A Charter Champion is someone appointed by their organisation who has endorsed the Charter of Rights for Children and Young People in Care. The champion acts as a contact, conduit and advocate of the Charter. They may be a youth worker, social worker, supervisor, manager or chief executive. What matters is the champion’s leadership on children’s rights.
To become a Charter Champion, you must first fill out and return the Charter Champion Agreement.
A Charter Champion should:
- be a strong advocate for the rights of children
- have the time and skills to promote the Charter within their organisation
- have the support of other staff and management in carrying out their responsibilities as Charter Champion.

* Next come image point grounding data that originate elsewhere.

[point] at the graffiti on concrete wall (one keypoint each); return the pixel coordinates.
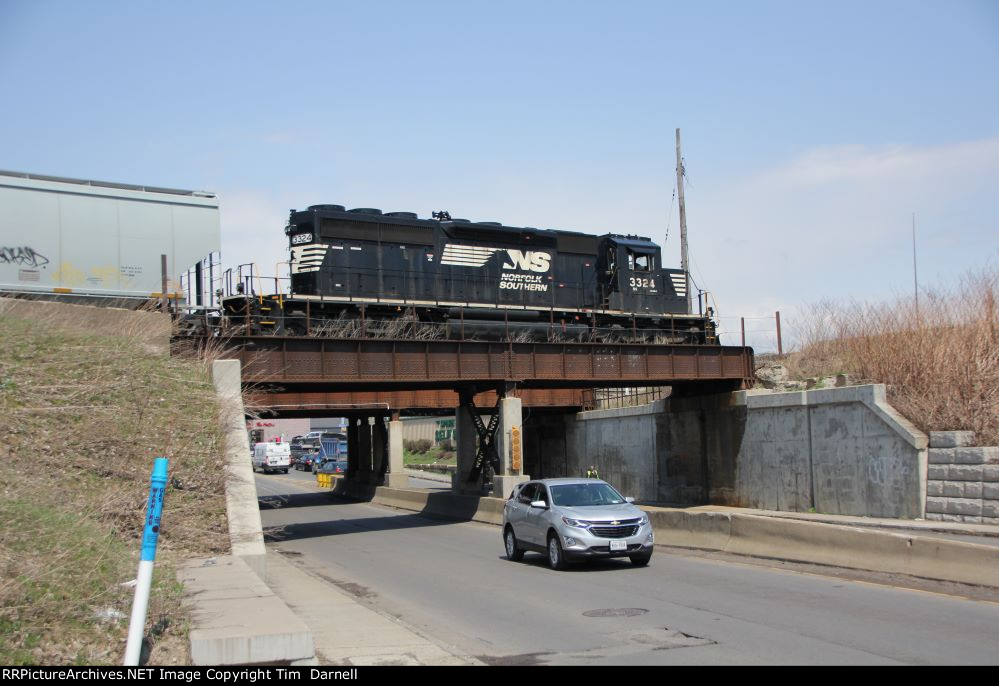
(24, 256)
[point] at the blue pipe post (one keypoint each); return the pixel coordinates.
(150, 536)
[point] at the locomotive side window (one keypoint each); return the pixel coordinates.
(640, 263)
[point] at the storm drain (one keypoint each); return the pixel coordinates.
(616, 612)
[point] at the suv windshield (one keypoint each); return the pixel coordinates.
(581, 495)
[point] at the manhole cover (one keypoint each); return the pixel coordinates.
(616, 612)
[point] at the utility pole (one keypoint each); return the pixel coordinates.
(683, 221)
(915, 277)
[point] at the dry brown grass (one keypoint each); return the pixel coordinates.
(940, 362)
(82, 416)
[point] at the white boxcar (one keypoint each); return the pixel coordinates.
(91, 238)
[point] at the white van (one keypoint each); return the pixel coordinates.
(272, 457)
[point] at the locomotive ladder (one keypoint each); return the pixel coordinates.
(486, 453)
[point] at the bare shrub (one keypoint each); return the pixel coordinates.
(940, 361)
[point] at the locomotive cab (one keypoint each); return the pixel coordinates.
(633, 280)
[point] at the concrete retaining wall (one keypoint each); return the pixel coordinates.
(837, 451)
(246, 535)
(963, 480)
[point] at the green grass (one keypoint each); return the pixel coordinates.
(432, 456)
(82, 416)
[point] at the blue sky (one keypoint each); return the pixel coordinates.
(811, 131)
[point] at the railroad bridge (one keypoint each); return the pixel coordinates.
(372, 381)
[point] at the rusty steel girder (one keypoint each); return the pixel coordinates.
(293, 401)
(359, 364)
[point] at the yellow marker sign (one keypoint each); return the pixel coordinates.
(515, 448)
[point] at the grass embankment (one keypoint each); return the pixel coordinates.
(940, 361)
(82, 417)
(433, 456)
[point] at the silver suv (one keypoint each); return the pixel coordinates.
(575, 519)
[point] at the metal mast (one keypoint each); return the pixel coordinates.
(683, 222)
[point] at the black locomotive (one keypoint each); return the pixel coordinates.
(368, 273)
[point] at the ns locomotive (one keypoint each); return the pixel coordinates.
(364, 272)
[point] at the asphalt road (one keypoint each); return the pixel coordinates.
(451, 581)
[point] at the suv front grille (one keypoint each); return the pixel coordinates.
(622, 530)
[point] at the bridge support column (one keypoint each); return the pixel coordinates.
(396, 477)
(465, 437)
(510, 447)
(364, 450)
(379, 441)
(353, 451)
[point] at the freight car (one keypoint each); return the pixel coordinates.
(368, 273)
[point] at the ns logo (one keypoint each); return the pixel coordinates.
(528, 261)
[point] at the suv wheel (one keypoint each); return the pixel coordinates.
(513, 551)
(556, 558)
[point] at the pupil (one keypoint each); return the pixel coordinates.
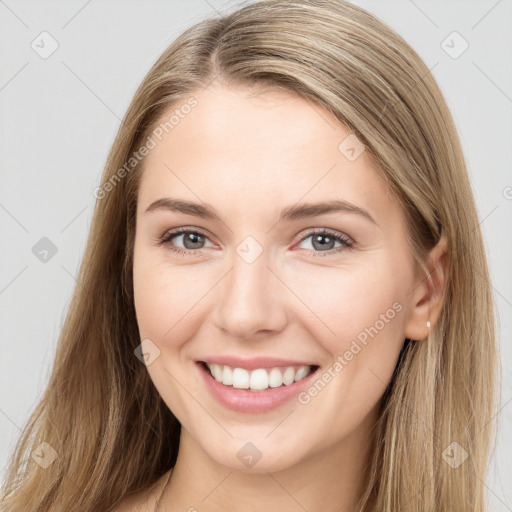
(192, 238)
(322, 244)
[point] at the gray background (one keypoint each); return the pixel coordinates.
(60, 115)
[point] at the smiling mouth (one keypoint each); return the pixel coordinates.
(259, 379)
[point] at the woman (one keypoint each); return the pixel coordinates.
(284, 302)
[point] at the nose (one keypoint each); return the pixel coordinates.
(251, 299)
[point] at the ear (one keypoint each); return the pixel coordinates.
(428, 293)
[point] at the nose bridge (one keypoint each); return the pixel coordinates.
(249, 301)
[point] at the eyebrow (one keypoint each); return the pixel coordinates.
(291, 213)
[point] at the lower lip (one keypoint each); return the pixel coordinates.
(243, 400)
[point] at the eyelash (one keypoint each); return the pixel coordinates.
(338, 237)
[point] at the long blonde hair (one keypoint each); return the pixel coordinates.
(110, 429)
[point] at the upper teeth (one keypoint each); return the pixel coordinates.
(259, 379)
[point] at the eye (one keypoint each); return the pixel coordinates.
(323, 240)
(192, 239)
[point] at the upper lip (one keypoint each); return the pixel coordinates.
(255, 362)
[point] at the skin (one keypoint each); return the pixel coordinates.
(249, 154)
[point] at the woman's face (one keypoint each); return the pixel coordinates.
(267, 274)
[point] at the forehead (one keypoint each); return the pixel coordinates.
(245, 147)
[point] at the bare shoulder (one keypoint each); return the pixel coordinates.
(143, 500)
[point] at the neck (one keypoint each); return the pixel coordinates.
(329, 479)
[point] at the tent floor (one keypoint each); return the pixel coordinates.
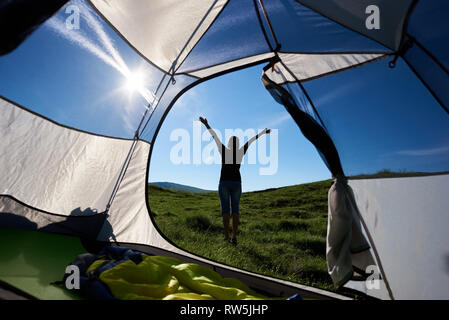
(30, 261)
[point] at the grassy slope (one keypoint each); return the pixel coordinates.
(282, 231)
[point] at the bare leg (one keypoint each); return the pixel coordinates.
(226, 225)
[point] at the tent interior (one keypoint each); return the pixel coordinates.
(373, 102)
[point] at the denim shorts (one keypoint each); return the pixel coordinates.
(229, 192)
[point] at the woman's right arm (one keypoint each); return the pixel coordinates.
(213, 134)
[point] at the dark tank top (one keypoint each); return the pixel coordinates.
(230, 165)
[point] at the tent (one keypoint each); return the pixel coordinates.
(390, 150)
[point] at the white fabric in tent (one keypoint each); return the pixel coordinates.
(160, 29)
(303, 67)
(415, 256)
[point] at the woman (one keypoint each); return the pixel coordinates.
(230, 186)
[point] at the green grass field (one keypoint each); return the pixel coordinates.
(282, 231)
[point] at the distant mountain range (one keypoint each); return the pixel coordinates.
(182, 187)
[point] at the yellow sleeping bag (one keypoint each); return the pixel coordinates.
(159, 277)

The role of a Charter Champion will:
- ensure Charter information is available and displayed in staff work areas
- ensure Charter information is visible and available in areas frequented by children and young people in care and that Charter resources for children and young people in care are distributed appropriately
- assist and advise management and governing bodies to incorporate the Charter and its principles into the organisation’s policy and practice
- provide updates to their organisation’s staff and lead team discussions where necessary
- provide advice and guidance on the rights of children and young people in care
- liaise informally with our office to provide feedback on practical issues affecting the implementation of rights
- join wider discussions, as opportunities arise, about the effectiveness of the Charter and the promotion of children’s rights
- advise our office if the Charter Champion changes and pass on information and ongoing tasks to the new Champion.
We will provide the Champion with:
- free information, advice, practical support and resources
- an opportunity for the Champion to provide feedback about their thoughts, ideas and challenges of being a Champion
- updates on matters affecting children’s rights, the Charter and the work of our Office
- invitations to workshops or events about rights related matters.